Three American authors are in the running for the prestigious Booker Prize for fiction, whose winner will be chosen Wednesday from six novels that explore historical traumas, the nature of consciousness and the mind-warping power of the internet.
According to a Daily Mail report, South African writer Damon Galgut´s story of racism and reckoning, The Promise, is British bookmakers´ favourite to win the 50,000 pound ($69,000 prize).
Many bettors, the report says, think it will be third time lucky for Galgut, who was previously a finalist for The Good Doctor in 2003 and In a Strange Room in 2010.

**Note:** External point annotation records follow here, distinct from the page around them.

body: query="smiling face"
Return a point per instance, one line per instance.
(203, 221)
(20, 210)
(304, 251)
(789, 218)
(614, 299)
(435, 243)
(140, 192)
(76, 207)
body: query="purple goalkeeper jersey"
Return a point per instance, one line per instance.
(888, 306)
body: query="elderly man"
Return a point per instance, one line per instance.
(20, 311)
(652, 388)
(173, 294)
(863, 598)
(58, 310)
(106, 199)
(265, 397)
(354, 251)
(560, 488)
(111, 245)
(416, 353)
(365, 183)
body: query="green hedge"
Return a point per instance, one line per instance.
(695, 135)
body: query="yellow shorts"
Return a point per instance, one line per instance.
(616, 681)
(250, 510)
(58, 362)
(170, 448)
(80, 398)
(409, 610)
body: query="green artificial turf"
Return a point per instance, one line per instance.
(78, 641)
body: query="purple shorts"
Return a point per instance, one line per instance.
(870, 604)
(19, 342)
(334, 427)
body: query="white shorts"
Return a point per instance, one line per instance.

Second-favourite is U.S. writer Richard Powers´ Bewilderment, the story of an astrobiologist trying to care for his neurodivergent, environmentalist son. Powers won the Pulitzer Prize for fiction in 2019 for the eco-epic The Overstory, which was also a 2018 Booker Prize finalist.
The other American contenders are Patricia Lockwood´s social media-steeped novel No One is Talking About This and Maggie Shipstead´s aviator saga Great Circle. Also in the running are Sri Lankan author Anuk Arudpragasam´s tale of war and its aftermath, A Passage North and British-Somali writer Nadifa Mohamed´s miscarriage-of-justice story The Fortune Men, set among dockers in the 1950s in Cardiff, Wales.
Founded in 1969, the Booker Prize has a reputation for transforming writers´ careers and was originally open to British, Irish and Commonwealth writers. Eligibility was expanded in 2014 to all novels in English published in the U.K.
The judging panel winnowed their list from 158 novels. Some of the highest-profile novels of the year didn´t make the cut, most notably Nobel literature laureate Kazuo Ishiguro´s “Klara and the Sun,” which had featured on the 13-book longlist.
Only one British writer, Mohamed, made the final six, a fact that has renewed debate in the U.K. about whether the prize is becoming U.S.-dominated. There have been two American winners since the 2014 rule change: Paul Beatty´s “The Sellout” in 2016 and George Saunders´ “Lincoln in the Bardo” in 2017.
Last year, there also was only one British writer on a U.S.-dominated list of finalists, Scotland´s Douglas Stuart. He won the prize for “Shuggie Bain,” a gritty and lyrical novel about a boy coming of age in hardscrabble 1980s Glasgow.
For a second year, the coronavirus pandemic has scuttled the prize´s black-tie dinner ceremony at London´s medieval Guildhall. The winner will be announced in a ceremony broadcast live on BBC radio and television.